ところが、等松教授によれば、防大における学究カリキュラムの最大の特徴でもある「防衛学」を教えている教官のほとんどは、現役の自衛官が「自衛官としての階級」を「研究者としての立場」にスライドさせておこなわれているというのである。

自衛隊で1佐以上の階級なら「教授」、2佐・3佐なら「准教授」。

これは、どう考えてもおかしな仕組みだ。どれぐらいおかしいのかは、立場を逆にすればわかる。たとえば、今回の告発者である等松春夫さんは政治外交史の専門家で、防衛大学校・国際関係学科の教授だ。よって、仮にこの立場を自衛隊にスライドした場合、等松さんは1佐(諸外国の軍隊における大佐)の階級を与えられることになる。

そんな馬鹿な! 

「人権侵害常習犯の差別主義者」という批判が「公正な論評」と裁判で認定されてしまった【1】作家の竹田恒泰氏を、幹部候補生向けの講演者として呼ぶような自衛官教官であっても、もし、そんな決定が下されれば激怒するのではないか。

小銃を担いだことも、撃ったこともない、匍匐前進も知らない教授が、なぜ1佐として部隊を指揮する立場を得られるのか。できるはずがないだろう。

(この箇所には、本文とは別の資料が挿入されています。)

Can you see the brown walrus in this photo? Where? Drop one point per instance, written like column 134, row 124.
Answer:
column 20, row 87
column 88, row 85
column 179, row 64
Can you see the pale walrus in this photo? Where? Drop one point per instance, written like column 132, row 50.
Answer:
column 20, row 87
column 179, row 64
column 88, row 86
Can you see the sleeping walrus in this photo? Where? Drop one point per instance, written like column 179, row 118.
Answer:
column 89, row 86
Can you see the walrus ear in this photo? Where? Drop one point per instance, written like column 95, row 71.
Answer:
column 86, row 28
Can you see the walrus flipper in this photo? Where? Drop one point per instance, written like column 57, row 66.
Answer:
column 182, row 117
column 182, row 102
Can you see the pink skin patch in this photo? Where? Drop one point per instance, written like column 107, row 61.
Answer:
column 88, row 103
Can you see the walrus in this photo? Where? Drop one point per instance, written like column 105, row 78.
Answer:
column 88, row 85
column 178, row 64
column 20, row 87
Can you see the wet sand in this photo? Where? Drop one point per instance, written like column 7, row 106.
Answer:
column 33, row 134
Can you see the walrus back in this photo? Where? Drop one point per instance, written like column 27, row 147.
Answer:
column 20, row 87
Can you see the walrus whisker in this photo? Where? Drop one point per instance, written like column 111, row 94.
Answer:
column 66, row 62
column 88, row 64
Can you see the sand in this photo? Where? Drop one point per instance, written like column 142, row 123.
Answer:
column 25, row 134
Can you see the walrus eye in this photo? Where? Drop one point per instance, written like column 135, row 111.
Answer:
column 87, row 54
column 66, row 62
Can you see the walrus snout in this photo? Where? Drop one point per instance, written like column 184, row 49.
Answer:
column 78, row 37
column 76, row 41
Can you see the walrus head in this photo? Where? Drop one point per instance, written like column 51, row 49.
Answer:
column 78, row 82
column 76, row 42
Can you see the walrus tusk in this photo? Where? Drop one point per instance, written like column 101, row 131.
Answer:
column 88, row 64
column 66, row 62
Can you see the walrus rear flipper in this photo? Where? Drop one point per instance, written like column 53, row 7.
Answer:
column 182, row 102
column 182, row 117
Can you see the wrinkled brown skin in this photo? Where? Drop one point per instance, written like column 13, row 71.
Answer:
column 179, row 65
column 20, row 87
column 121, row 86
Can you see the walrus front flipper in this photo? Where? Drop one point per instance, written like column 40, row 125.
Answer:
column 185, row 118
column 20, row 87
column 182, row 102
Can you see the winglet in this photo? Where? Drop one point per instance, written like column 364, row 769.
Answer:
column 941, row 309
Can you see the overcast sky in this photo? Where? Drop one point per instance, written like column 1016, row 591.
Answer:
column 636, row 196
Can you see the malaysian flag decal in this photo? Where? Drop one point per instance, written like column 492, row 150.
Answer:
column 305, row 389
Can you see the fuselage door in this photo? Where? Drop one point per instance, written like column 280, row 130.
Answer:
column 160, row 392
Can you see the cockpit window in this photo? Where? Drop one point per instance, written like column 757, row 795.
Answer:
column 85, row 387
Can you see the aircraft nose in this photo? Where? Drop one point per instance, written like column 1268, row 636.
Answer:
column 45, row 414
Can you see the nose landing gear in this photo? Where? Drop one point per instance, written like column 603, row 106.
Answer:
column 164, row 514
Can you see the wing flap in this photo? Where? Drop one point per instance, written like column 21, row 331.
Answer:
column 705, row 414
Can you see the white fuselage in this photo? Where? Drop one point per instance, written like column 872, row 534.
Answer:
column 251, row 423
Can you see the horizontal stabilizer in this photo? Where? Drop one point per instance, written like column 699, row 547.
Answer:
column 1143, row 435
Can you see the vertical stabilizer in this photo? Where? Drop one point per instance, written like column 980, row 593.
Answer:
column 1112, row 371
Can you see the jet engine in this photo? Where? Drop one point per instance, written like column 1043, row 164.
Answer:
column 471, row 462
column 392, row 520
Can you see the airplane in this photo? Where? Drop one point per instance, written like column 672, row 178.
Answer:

自衛官教官の補職は、その「できるはずがないもの」と構造は同じなのだ。等松教授が「1佐」として部隊を指揮できないのと同様に、1佐の武官の皆さんも、ルーティンの人事でいきなり大学にやってきて、なおかつ「教授」として学生たちに質の高い講義をおこなうことなどできないはず。等松教授の論考で書かれているのは怒りというより、教育者としての絶望だろう。